Chelsea E Manning: When will the US government stop persecuting whistleblowers?

Source: The Guardian Unlimited

The National Insider Threat Task Force subjects officials to surveillance and fear, and uses me as an example. Those with legitimate concerns should be empowered to speak out

The US government is heavily invested in an internal surveillance program that is unsustainable, ineffective, morally reprehensible, inherently dangerous and ultimately counterproductive.

In the months following the US government’s initial charges against me over the release of government records in 2010, the current administration formed the National Insider Threat Task Force under the authority of the Office of the Director of National Intelligence (ODNI), the Department of Justice, the Federal Bureau of Investigation and several other US government agencies.

The mission of this taskforce is breathtakingly broad. It aims at deterring threats to national security by anyone “who misuses or betrays, wittingly or unwittingly, his or her authorized access to any US Government resource”. Unfortunately, the methods it outlines amount to thousands of government personnel being effectively under total surveillance.

These kinds of operations usually result in doing more harm than good. As articulated by James Detert and Ethan Burris in a recent Harvard Business Review article, such training and surveillance programs greatly diminish productive and innovative capabilities within organizations. They have a tendency to “promote fear of embarrassment, isolation, low performance ratings, lost promotions, and even firing”. When your employer is the US government, that fear – of surveillance, public humiliation, warrants, arrest, trial, exorbitant legal fees and imprisonment – is orders of magnitude higher.

Flaws in the program exacerbate these problems. There is a reliance on “anonymous feedback” which can create endless witch-hunts, “general invitations” to report or file complaints through so-called open door policies, and vagueness about what feedback is expected.

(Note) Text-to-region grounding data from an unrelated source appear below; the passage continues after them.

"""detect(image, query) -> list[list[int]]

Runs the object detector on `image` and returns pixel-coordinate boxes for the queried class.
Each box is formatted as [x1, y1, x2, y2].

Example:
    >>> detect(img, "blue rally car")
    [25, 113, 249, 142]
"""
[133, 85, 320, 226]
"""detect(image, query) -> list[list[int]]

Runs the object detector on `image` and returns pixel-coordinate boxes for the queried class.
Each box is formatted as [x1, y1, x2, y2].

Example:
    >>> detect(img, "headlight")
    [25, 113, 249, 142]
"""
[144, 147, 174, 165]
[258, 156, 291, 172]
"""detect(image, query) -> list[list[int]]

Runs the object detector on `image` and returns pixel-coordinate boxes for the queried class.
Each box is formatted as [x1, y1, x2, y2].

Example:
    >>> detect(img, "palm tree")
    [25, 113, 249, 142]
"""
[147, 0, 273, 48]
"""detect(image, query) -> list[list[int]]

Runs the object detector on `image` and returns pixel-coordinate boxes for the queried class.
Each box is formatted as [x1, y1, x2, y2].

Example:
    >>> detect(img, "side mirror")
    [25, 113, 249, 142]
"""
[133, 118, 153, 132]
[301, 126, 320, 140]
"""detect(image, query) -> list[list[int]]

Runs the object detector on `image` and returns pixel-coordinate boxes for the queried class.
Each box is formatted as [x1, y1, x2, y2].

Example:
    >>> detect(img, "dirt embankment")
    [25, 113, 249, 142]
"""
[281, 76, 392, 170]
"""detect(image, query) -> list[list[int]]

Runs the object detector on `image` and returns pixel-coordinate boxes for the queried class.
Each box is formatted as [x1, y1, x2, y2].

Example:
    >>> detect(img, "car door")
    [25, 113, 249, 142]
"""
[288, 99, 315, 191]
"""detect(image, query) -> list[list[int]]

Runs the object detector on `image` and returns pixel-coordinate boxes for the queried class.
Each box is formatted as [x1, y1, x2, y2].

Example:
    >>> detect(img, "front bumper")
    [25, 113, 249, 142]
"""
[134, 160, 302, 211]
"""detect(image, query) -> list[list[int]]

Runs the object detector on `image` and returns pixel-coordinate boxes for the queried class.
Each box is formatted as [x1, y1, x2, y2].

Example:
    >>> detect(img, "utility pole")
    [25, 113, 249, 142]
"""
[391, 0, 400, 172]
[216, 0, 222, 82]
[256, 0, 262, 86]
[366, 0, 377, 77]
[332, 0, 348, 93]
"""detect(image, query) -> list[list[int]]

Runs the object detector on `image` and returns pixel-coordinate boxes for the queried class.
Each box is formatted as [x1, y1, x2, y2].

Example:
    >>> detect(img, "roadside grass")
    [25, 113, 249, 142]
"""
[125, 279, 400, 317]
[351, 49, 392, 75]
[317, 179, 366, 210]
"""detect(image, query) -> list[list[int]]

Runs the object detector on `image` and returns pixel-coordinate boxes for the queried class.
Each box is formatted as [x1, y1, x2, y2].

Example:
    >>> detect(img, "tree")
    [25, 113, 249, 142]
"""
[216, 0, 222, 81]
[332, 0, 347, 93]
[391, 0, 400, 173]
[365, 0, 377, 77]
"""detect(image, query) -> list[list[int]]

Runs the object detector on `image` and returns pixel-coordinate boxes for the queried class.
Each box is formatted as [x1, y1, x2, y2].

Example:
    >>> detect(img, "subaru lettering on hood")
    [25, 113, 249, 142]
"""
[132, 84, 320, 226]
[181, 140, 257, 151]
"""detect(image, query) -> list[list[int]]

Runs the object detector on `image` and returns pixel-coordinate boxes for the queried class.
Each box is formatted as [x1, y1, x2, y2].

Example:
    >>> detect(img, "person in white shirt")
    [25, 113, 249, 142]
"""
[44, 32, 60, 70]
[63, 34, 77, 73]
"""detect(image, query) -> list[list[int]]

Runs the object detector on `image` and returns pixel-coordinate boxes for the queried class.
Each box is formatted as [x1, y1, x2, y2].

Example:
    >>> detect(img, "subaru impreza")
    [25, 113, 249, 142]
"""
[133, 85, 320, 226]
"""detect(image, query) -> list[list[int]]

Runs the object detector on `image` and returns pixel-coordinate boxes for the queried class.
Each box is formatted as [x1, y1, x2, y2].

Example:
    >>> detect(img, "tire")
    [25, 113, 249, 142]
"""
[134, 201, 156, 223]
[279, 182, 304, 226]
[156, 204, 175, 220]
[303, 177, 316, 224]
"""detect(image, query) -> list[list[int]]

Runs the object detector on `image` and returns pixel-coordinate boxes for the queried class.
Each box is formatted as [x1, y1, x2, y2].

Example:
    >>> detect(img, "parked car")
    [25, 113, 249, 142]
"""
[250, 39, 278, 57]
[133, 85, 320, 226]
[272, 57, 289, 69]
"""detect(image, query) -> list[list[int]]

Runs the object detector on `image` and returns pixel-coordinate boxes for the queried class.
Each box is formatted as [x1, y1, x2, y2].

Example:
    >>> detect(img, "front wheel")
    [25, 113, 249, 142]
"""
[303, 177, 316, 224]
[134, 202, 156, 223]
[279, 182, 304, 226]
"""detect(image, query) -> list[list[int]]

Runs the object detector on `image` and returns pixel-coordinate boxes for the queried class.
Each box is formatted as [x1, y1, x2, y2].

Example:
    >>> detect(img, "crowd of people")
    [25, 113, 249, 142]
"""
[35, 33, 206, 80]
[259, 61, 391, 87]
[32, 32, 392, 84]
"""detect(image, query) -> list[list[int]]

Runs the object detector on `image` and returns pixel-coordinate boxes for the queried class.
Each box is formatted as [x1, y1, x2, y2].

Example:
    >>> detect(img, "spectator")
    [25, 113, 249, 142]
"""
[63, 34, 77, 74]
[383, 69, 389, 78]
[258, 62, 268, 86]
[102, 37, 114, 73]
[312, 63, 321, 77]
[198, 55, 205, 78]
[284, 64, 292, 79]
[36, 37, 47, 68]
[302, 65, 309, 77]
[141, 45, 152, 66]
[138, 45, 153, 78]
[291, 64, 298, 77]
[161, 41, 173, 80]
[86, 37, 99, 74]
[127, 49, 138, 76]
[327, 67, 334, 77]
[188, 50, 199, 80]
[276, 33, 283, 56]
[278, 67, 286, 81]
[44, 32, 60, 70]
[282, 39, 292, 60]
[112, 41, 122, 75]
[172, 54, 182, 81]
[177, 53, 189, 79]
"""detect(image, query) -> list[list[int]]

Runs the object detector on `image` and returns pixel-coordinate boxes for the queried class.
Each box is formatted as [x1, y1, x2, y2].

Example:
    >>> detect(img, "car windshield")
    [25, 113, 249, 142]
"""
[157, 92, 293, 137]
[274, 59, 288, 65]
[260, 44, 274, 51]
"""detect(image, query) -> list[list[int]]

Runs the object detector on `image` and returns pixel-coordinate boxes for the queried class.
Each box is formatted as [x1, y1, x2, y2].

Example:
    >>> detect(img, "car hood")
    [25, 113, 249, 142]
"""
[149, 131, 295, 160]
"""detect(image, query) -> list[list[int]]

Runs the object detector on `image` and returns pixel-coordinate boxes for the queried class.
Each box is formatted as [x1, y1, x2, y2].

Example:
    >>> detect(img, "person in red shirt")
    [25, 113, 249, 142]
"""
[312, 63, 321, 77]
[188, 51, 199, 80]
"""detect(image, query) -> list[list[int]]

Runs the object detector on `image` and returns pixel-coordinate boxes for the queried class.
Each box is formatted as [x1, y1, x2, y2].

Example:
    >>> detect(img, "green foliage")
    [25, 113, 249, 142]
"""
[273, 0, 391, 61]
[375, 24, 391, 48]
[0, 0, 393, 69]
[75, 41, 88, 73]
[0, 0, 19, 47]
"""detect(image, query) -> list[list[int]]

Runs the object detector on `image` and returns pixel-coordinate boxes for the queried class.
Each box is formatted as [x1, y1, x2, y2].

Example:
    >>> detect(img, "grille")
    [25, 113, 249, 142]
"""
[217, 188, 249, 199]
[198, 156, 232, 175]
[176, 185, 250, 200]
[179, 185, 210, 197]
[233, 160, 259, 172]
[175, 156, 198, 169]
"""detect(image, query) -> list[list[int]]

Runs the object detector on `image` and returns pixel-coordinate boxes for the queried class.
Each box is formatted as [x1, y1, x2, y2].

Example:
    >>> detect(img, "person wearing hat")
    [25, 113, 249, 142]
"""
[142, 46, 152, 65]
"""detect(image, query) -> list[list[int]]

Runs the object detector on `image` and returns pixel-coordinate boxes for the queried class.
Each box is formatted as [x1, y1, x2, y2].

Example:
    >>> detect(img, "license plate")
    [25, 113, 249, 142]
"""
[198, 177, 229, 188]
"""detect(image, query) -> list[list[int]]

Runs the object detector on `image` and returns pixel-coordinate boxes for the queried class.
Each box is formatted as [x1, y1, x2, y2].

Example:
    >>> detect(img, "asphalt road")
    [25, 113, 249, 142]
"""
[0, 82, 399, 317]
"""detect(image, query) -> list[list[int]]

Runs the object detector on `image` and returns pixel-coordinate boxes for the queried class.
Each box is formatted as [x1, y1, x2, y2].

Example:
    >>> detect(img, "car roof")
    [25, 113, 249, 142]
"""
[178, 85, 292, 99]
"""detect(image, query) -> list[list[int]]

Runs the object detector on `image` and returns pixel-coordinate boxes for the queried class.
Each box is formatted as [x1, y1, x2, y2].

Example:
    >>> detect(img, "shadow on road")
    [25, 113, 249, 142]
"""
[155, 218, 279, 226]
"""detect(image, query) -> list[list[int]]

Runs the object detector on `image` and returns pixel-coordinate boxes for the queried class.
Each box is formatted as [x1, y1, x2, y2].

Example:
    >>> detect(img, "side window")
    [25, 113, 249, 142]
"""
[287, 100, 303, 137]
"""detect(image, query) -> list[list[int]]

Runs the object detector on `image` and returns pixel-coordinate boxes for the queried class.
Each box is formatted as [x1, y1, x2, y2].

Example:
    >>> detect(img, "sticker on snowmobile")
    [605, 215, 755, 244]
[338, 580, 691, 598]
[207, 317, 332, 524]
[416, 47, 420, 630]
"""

According to Deter and Burris, the program creates a perfect storm of conditions against innovation, creativity and whistleblowing.

The implementation of the Insider Threat program has shown predictably troubling results. For example, an ODNI webinar, entitled Simple Steps and Guidance to Secure Classified Networks, describes excessive surveillance protocols and invasive secret investigations by the US government and military into their own officials. In its early stages, it has become clear that this program conflates any attempt to seek redress, transparency or the promotion of legitimate public interests with grave threats to national security.